There are things I cannot talk about with other people these days. Ugly things. Uncomfortable things. Things I’m afraid will make people look at TC differently. Things that will destroy the preferred narrative of our love story, the narrative I’m rooting for as well.
I have worked too hard putting our lives back together to acknowledge the reality: from the outside, we may seem to be occupying a life of normalcy, but inside, we’re still hurting. And who, after a year of being sucked into someone else’s tragedy, really wants to hang around for year two?
Luckily, the job of a schoolteacher doesn’t afford much time for personal reflection during the day. From start to end, it is a mad dash of recess duty, copying lost homework, responding to parent e-mails, and putting out one tiny fire after another (“Ms. Maslin, Antonio’s supposed to be out this game! Make him get out!”). So even though Alyson, one of my best friends and a fellow fourth-grade teacher, and I have plenty of interactions during the day, are generally focused on the triage issue of the moment: which kid used a curse word on the playground and are the materials ready for this afternoon’s writing lesson?
In many
ways I appreciate the distraction. In the classroom it is hard to remember the details of whatever screaming match ensued the night before. Had I really told TC to “man the fuck up”? Had he really slammed the door in my face? None of that mattered as I was reminding kids for the fifteenth time that week, “Backpacks get hung on hooks under our cubbies, not left on the floor!”
Even if I did have five minutes at school to shoot the shit with Alyson or JoAnn down the hall, would I really want to open that dialogue with Loved the vegan muffins you brought in this morning. Also, I’m miserable because I might as well be married to myself, but I can’t leave because a) I still love my husband, and b) it might literally make me the World’s Worst Person.
I have a flock of good friends, each of them in loving, committed, happy marriages with wonderful, stand-up men. They are accomplished women in accomplished relationships, and now, being back in this environment, I feel like the outlier among them, desperate to keep my place in the pack. I have no reason to suspect my friends would respond to my honesty with anything other than compassion, but pride keeps me silent. Hurting on my own.

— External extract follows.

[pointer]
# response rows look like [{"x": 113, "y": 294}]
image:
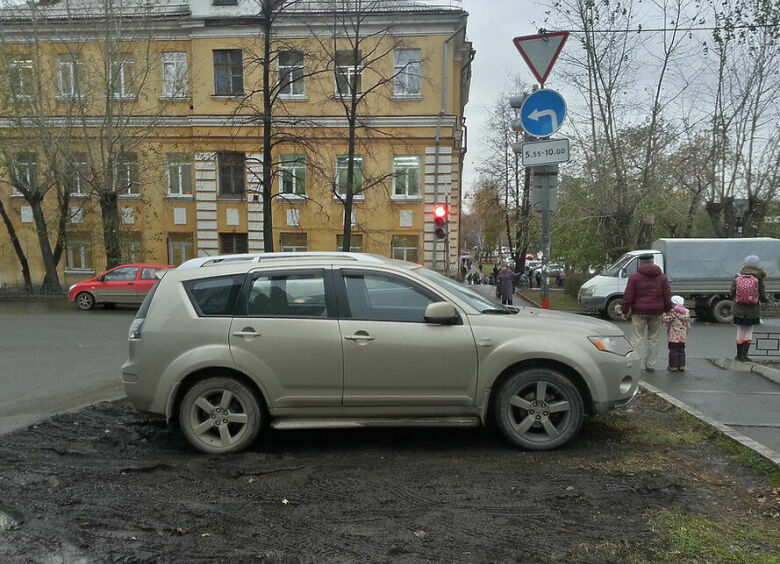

With no quick-handed description other than my “year off” to refer to my absence in the classroom, I channel what minuscule amount of post-caregiving energy I have into a very diverse and demanding group of students. There are precocious gems like Landon, whose father is a NASA scientist and whose IQ is probably thirty points higher than mine, and Sloane, whose mother is a press reporter for the White House and who, at nine, is already well on her way toward acceptance at some Ivy League institution. There is Mary—Mary with her French lessons and violin lessons and unbelievable artistic aptitude—making me wonder what in God’s good name I have to offer to a fourth grader who is already writing French poetry.